Je ne lis pas toute ta production par manque de temps. Par contre, j'en lis assez de phrases et assez régulièrement pour la goûter et y retourner pour une deuxième bollée. Je n'ai pas encore contacté la listériose ou autres bibittes microscopiques. Bon signe! Je te réponds à partir de mon blogue pour susciter un peu d'action. Tu connais ça n'est-ce pas? Faut dire qu'après plusieurs mois de silence, pas évident pour les lecteurs s'il y en avait. Bémol... Mais, bon...

J'aime ton style. Toutefois, comme le dit mon titre, je suis déchiré. Ma chemise est toujours intacte; mon moral aussi : je ne perds pas de sommeil sur ton écriture. Mais voilà : je suis professeur de français! Comment veux-tu que je cautionne tes rabelaiseries? En fait, nous sortons à peine du chapitre du Moyen Âge mes étudiants et moi. Tous ces alchimiques méandres plus ou moins barbares que je scrute depuis des années me fascinent.
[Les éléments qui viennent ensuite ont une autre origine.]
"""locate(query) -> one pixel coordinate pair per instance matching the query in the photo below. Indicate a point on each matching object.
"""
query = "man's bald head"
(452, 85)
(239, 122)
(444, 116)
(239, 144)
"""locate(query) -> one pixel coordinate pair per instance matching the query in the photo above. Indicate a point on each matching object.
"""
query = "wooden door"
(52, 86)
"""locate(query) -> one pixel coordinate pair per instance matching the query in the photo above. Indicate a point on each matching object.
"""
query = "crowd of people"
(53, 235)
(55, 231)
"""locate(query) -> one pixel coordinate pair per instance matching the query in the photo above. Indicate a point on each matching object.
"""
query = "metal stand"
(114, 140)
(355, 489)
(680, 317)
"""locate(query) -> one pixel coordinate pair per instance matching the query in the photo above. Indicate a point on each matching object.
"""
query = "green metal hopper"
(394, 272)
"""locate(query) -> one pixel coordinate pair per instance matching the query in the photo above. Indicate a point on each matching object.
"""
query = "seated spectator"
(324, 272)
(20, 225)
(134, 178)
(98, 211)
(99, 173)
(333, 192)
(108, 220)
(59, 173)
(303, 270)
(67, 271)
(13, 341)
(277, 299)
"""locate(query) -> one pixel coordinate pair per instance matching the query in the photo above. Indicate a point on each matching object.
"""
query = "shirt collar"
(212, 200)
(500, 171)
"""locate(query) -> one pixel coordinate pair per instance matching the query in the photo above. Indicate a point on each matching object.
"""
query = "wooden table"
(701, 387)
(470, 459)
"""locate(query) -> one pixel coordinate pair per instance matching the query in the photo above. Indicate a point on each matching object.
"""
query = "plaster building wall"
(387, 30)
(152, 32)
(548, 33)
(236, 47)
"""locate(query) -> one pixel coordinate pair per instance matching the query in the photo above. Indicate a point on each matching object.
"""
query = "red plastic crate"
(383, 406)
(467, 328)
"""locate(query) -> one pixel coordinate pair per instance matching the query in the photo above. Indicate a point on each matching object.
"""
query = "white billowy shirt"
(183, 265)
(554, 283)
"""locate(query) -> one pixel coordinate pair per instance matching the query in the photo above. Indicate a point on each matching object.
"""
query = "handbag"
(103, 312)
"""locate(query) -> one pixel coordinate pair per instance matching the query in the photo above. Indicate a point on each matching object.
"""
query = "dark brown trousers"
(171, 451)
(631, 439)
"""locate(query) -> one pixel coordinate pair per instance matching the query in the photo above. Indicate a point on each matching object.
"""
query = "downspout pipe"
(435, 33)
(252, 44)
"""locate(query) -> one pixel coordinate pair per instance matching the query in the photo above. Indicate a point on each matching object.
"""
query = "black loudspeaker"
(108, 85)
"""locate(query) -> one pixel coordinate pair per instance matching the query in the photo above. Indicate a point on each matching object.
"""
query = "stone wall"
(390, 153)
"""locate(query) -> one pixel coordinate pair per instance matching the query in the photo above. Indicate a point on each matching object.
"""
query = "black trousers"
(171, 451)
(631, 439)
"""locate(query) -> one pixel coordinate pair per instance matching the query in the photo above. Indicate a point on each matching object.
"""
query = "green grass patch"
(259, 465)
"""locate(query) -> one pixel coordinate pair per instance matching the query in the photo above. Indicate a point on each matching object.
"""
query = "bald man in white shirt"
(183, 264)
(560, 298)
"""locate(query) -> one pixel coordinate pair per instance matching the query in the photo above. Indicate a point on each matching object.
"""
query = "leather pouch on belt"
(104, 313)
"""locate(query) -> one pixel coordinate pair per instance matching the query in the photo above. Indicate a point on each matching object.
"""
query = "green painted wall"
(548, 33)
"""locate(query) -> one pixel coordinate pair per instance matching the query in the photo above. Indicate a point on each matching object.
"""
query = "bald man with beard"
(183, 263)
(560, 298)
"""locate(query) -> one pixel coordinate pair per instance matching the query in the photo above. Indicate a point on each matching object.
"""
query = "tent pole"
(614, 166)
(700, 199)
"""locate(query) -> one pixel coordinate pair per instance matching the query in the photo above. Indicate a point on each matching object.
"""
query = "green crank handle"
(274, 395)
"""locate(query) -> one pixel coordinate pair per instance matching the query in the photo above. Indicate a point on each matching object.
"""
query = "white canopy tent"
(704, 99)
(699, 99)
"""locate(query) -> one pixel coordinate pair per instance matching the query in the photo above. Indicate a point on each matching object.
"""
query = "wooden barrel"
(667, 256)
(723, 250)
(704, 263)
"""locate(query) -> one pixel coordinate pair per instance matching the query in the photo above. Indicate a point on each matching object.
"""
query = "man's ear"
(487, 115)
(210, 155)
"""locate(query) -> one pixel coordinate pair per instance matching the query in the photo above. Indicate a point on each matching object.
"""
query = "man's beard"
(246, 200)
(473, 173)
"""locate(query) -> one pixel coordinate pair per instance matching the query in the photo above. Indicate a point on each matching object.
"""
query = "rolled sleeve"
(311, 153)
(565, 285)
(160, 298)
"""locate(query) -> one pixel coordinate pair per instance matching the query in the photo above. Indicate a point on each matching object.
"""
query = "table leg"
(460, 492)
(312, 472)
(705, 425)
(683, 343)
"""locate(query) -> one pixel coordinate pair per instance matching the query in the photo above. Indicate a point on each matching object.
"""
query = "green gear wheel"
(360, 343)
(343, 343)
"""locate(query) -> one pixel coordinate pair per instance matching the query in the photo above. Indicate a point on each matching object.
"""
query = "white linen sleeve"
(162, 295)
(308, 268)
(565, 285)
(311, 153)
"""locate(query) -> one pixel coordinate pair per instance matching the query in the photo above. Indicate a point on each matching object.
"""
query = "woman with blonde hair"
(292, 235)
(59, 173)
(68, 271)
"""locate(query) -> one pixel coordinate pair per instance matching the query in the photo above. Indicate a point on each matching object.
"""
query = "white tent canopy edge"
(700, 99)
Les Goths des quatre coins des Caucases et des steppes ont détruit l'Antiquité romaine et, bien sûr, buté contre la musulmane pour la fameuse et combien intéressée conquête de la tombe du Christ à Jérusalem. Ça fait penser à Bush en Iraq; ça maintient un calme relatif à la maison et de l'argent plein la forge. Mais on a dû attendre longtemps avant de retrouver un semblant de littérature! Des lustres, avant de foutre une baffe aux cléricaux liseurs de bréviaire morons qui tenaient le peuple dans l'ignorance et couchaient avec les potentats. Alors, si je suce la substantielle moelle, je ne veux pas gruger mon os. J'aime bien ma civilisation finalement. Gutenberg est mon héros; Gates, ma passerelle! Gaëtan! Le françoé de douze cents avait encore des mailles dans l'oesophage et Rabelais quelques poussières dans le collimateur.

Cette semaine, je commence à aborder la Renaissance avec sa boulimie de connaissances. Chaque session, je me fascine moi-même quand, devant mes étudiants, je procède à ma description, ce catalogue ahurissant, de ces quelques années où on a voulu prendre le raccourci du connu antique pour gambader gaiement vers des découvertes qui bouleversèrent notre civilisation. Allô Montaigne, un café? Avec Marot? Hé! À la bonne citerne!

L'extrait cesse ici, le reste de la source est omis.